Korea, Republic of

Corporate - Significant developments

Last reviewed - 01 June 2022

On 2 December 2021, Korea’s National Assembly approved the government’s bill to amend 17 different tax laws, including the corporation tax law and the special tax incentive law. The latest amendments include changes to: (i) help drive recovery from the COVID-19 pandemic crisis, (ii) increase fiscal support to drive growth of designated strategic technologies and emerging industries to shape the future of growth, (iii) increase tax incentives to reduce the economic bipolarisation that has deepened during the COVID-19 pandemic, and (iv) reinforce anti-tax avoidance measures.

To support economic recovery, the latest amendments extend the existing tax credits to promote job creation by three more years and expand the tax incentives for small and mid-size enterprises (SMEs).
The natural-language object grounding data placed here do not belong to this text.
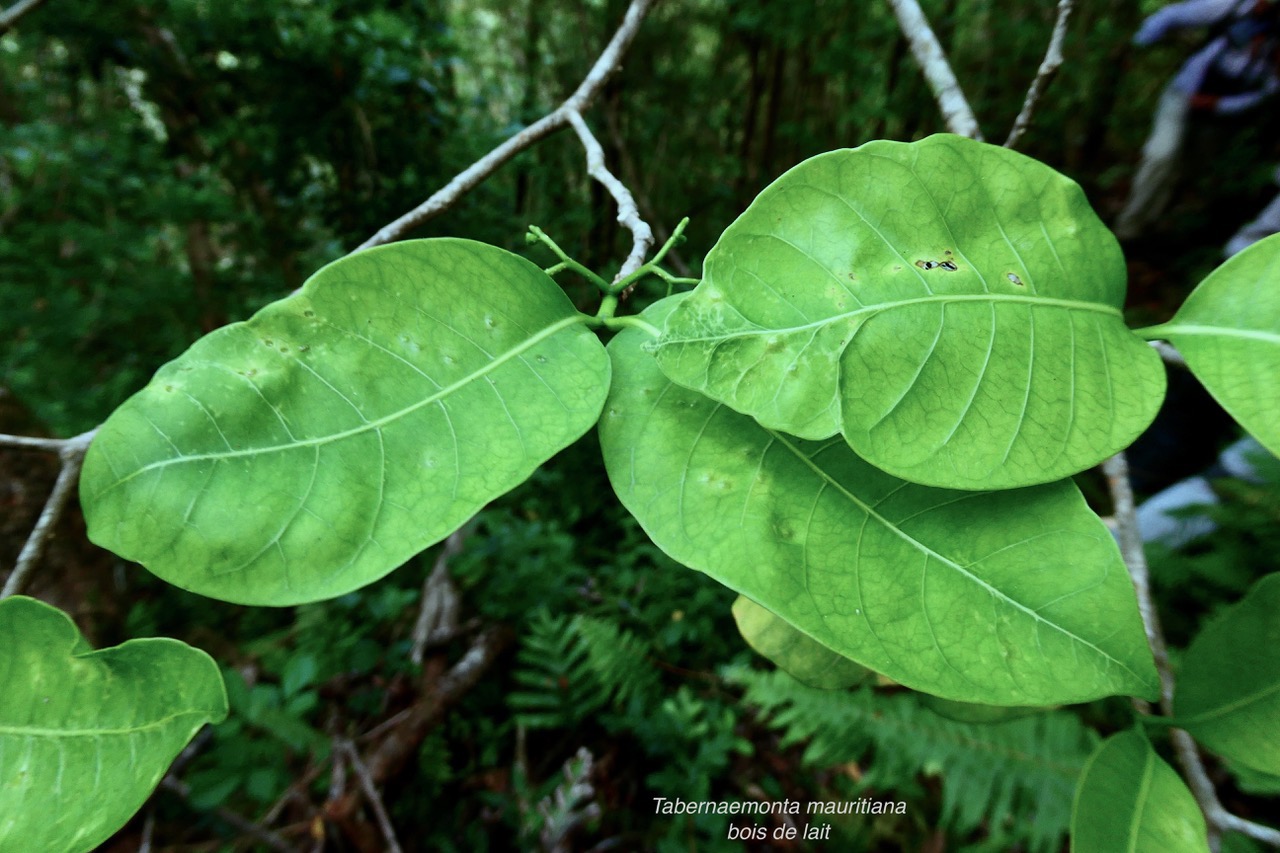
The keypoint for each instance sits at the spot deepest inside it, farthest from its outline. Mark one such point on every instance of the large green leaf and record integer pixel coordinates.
(1229, 687)
(1129, 801)
(1014, 597)
(315, 447)
(792, 651)
(1229, 332)
(952, 308)
(85, 737)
To help lead a major economic transition for future growth, the amendments include further tax incentives for investment in research and development (R&D) and facilities to develop the government-designated strategic industrial technologies and new growth and core technologies. They also include changes that should affect foreign corporations with liaison offices in Korea and non-residents supplying electronic services to consumers in the Korean market.

The amended tax laws are expected to require a significant amount of additional revenue as fiscal expenditure is predicted to increase to finance the additional tax incentives for R&D and facility investments and other spending to drive recovery from the pandemic crisis. Tax revenue is, however, anticipated to grow, boosted by several factors, including the strengthened rules on taxation of controlled foreign corporations (CFCs).